Some good news about immigration (and humanity)

by digby



This piece by a couple of political scientists in the New York Times should make everyone feel just a little bit better about the trajectory of our country:

But is it true that immigration is always a losing issue for Democrats? There is a consensus among scholars and commentators that an individual’s view on immigration had a bigger impact on how he or she voted in 2016, compared with recent elections. Given that white Americans tend to be substantially more anti-immigration than pro-immigration, one might expect that highlighting a hard-line stand on the issue would have benefited Mr. Trump in the election.

Contrary to received wisdom, however, the immigration issue did not play to Mr. Trump’s advantage nearly as much as commonly believed. According to our analysis of national survey data from the American National Election Studies (a large, representative sample of the population of the United States), Hillary Clinton did better in the election than she would have if immigration had not been so prominent an issue. In fact, a liberal backlash seems to have contributed to Mrs. Clinton’s victory in the popular vote count.
Image


To determine how immigration shaped electoral fortunes, we examined the link between voters’ views on immigration and whether they voted Democratic or Republican in 2016. We then compared the strength of that link with recent elections in which immigration was less visible as a national campaign issue. We estimated whether voters supported the Democratic or Republican candidate on the basis of their preferred level of immigration — “increase,” “keep the same,” “decrease” — taking into account the voter’s party identification, ideology, gender, age and level of education.

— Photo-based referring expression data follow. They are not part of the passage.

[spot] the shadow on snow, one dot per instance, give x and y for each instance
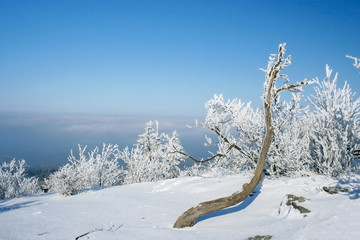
(352, 183)
(9, 207)
(235, 208)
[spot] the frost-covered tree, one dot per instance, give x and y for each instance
(94, 169)
(335, 127)
(14, 182)
(238, 131)
(277, 62)
(153, 157)
(356, 61)
(289, 153)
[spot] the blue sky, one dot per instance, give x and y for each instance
(152, 59)
(163, 57)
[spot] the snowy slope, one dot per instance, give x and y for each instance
(148, 211)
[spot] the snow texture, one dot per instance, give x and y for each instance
(148, 211)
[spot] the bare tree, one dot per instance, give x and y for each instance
(356, 61)
(277, 62)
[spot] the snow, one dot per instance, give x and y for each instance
(148, 211)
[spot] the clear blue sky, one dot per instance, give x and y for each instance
(163, 57)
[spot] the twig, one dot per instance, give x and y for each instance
(95, 230)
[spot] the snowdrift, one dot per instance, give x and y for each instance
(148, 211)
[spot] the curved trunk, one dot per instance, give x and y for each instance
(189, 217)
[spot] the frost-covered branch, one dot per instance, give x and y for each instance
(356, 61)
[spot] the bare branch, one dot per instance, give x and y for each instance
(356, 61)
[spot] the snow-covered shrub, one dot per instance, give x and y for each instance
(94, 169)
(239, 130)
(356, 61)
(335, 127)
(13, 181)
(155, 156)
(289, 153)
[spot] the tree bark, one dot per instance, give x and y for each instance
(189, 217)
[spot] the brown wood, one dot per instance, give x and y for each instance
(189, 217)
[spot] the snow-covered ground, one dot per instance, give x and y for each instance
(148, 211)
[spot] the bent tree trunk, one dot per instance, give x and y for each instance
(188, 218)
(272, 73)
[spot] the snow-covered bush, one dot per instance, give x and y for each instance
(155, 156)
(13, 180)
(289, 153)
(94, 169)
(335, 127)
(239, 130)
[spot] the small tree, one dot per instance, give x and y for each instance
(13, 181)
(153, 157)
(356, 61)
(277, 62)
(95, 169)
(335, 127)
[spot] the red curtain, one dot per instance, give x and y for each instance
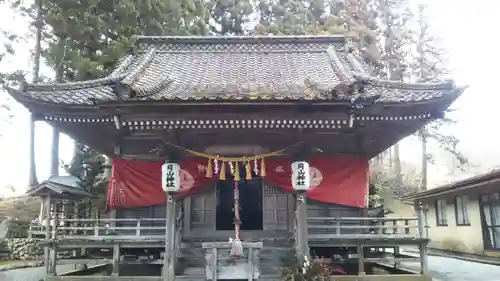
(138, 183)
(339, 180)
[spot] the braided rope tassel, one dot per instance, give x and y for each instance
(237, 248)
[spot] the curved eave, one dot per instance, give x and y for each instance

We found that Mr. Trump did only slightly better than his Republican predecessors among anti-immigration whites. Among pro-immigration whites, however, Mrs. Clinton far outpaced John Kerry in 2004 and Barack Obama in 2008 and 2012. For example, Mr. Obama received the votes of 50 percent of pro-immigration whites in 2012, whereas Mrs. Clinton won the votes of 72 percent of that group in 2016 — a 22-point difference.

Among anti-immigration whites, by contrast, Mr. Trump improved only marginally on Mitt Romney’s showing, 79 percent to 71 percent. Perhaps most important — given the popularity of the “keep the same” position — is that immigration moderates swung 7 percentage points in Mrs. Clinton’s favor (Mr. Obama received 38 percent to Mrs. Clinton’s 45). The 2016 comparisons with 2008 and 2004 are highly similar.

We can’t know whether this asymmetry across elections is a function of Mr. Trump’s nativism, Mrs. Clinton’s inclusive pronouncements about immigration or both. What we can say is that after Mr. Trump and Mrs. Clinton repeatedly clashed over the issue during the course of the campaign, Mr. Trump’s electoral gain — relative to the percentages Mr. Romney, John McCain and George W. Bush received on the issue — paled against Mrs. Clinton’s gains over Mr. Kerry and Mr. Obama.

Democrats just need to tell the truth as they see it. It's really all they have. And the truth is that America is an immigrant country and most Americans are happy and proud of that.